Besides, I firmly believe, even though I haven’t seen it, that this toilet is not a Western ceramic throne, but a mere hole in the cement.  I’ve had enough experience with toilets-in-the-middle-of-nowhere to also believe that the area around the hole is likely none-too-clean.  That bush over there looks a better.  A few minutes later, after careful reconnoitering and quickly taking care of business, I can confirm that no mambas are lurking around it.

As I climb the steps to the viewing platform I look for mambas wrapped around posts.  On the creaky platform I look for mamba’s hidden in corners, or nestled into the thatch of the roof.  I look for mambas slithering across the branches of the trees that lean dangerously close to the rails.  A rustling noise among the branches spikes my heart rate to a gazillion, but it calms when I see it’s only a Burchell’s glossy starling, squawking for handouts.

Burchell’s starling

The view from the platform is wonderful.  A massive cloud hangs over the hippo pool and puffs of other clouds reflect in the tranquil water.  A dozen hippos rise and sink, burbling like submerged tubas.  Tracks in the grass are hippo paths, where the hippos come out of the pool at night to feed, foraging as far as three miles for sweet young shoots.

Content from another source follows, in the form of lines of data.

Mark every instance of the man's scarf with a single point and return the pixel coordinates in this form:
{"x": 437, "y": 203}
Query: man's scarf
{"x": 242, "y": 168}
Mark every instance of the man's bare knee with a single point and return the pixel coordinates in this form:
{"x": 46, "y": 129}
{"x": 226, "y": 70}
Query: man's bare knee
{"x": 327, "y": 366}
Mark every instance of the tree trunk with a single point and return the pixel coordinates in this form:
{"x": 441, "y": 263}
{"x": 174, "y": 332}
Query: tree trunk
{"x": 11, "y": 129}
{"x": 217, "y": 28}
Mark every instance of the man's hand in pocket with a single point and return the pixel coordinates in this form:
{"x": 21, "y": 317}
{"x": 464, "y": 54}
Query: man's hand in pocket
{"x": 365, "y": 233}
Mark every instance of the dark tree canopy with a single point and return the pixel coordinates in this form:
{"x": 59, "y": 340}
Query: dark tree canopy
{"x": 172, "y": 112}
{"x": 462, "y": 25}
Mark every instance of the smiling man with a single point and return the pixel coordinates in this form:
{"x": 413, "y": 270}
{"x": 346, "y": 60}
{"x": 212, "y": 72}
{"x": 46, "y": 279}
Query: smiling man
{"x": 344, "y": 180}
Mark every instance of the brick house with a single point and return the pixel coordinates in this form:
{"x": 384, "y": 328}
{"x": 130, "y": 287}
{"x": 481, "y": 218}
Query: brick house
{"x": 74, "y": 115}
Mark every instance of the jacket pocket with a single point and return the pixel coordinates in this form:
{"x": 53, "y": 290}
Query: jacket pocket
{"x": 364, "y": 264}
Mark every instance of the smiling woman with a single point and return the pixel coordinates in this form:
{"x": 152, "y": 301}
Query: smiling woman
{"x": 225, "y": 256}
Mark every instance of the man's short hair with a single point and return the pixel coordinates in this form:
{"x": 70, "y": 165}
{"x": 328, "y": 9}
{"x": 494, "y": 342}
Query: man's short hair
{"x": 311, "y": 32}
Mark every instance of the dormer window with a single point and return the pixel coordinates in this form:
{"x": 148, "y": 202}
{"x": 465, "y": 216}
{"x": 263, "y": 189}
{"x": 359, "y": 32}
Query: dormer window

At the bottom of the platform a dozen water monitors, some six-feet long, slither into positions that defend his or her portion of the bank, using the hippo paths as small highways.  The smaller monitors end up with the worst spots, constantly harassed in slow-motion chases by the larger lizards.  As I watch their typical reptile behavior, I think it’s lucky for us that the age of dinosaurs ended a long time ago.

Khwai River

 

On the far side of the river, specks in the distance, a huge herd of elephants splashes along the edge of a reed bed.  After I check for mambas, I lean on the rail of the platform to steady my camera.  I use the digital zoom to take a picture, already knowing it will be an extremely low-pixelated shot.  The elephants are in constant motion, appearing and disappearing in the reeds, so the photo turns out fairly blurry, but at least I have proof that those specks were really elephants.

Elephants on the far bank

On the way down from the platform I look for mambas wrapped around support posts, coiled under steps, and hidden in the framework of the flooring.  I scan for slithery movements in the brush and wait for someone else to climb in the Land Rover before I do.  I doubt the mamba has exchanged one lair for another, but still, you never know . . .

The viewing platform has its own GPS coordinates.  So if anyone wants to look at that mamba and reconfirm one more time that it’s really there, I can tell you exactly where to go!